We assume that solving hard problems requires the most sophisticated, expensive, technologically complex solution available. In my international work, I watched teams develop simpler, more durable tools — diagnostic equipment, supply chain systems, community health protocols — that worked reliably in resource-limited settings because they were designed to be fit for purpose, not to impress. Designed with care, they didn’t break down as often and when they did break down, a local technician could fix them.
You don’t always need the Maserati. Sometimes a reliable Ford gets you there just as well, at a fraction of the cost, and it’s a lot easier to fix when something goes wrong.
As we think about redesigning public health infrastructure here, I find myself returning to this. Not everything needs to be rebuilt at full complexity. Some of our most effective interventions may be simpler, more human-centered, and more durable than what we’ve been building.
The Boat Has Tipped. Now What Do We Build?
The disruption we are living through in public health right now is painful and damaging. The funding cuts, the institutional uncertainty, the very real impact on communities and the people who serve them — none of that is abstract to me, and I won’t pretend otherwise.
But I have spent my career working in environments where stability was never guaranteed. Where the funding could shift, the government could change, the security situation could deteriorate. You learn, in those conditions, to hold two things at once: a clear-eyed acknowledgment of how hard the moment is, and an equally clear-eyed commitment to figuring out what comes next.

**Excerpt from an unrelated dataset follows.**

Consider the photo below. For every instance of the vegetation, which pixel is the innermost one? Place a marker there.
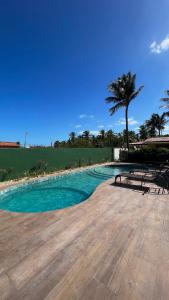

Change is extraordinarily difficult in systems defined by decades of entrenched process. “We’ve always done it this way” is one of the most powerful forces in any institution. In that setting, those who want to do things differently face a reasonable counter-argument: the system mostly works, so let’s not rock the boat.
However, now the boat has been tipped over. This has caused, and will continue to cause, real harm. But it also means the counter-argument is gone. We are no longer debating whether to change. We are deciding what to build next.
Why I’m Here
This is why I made the choice to bring the lessons of 25 years in global health to bear on the domestic public health infrastructure challenge, right now, at this moment. It’s why I joined Heluna Health, an organization that has spent nearly six decades doing the essential work of holding up the operational backbone of community health programs across California and beyond.
The resources, the talent, the institutional knowledge, the community health infrastructure we have built are an incredible asset for the communities in which we work and the clients that we serve. On top of this, we recognize that the current model is not the only model. We are ready to develop new models that outpace and leapfrog where we are today. We are genuinely excited about expanding our role – helping to absorb public health compliance burden, strengthen public health infrastructure, and free up community health programs to focus on the people they serve.
The global health experience I carry with me positions me to ask: what would we build if we weren’t constrained by what already exists? What can we change? What should we strengthen? Where can simplicity outperform sophistication?
National Public Health Week is a moment to honor the extraordinary people doing this work every day. I want to use it to also say: Our collective efforts have built an incredible foundation doing lifesaving work. Today’s disruption is real. So is the opportunity. I believe in what we can build next.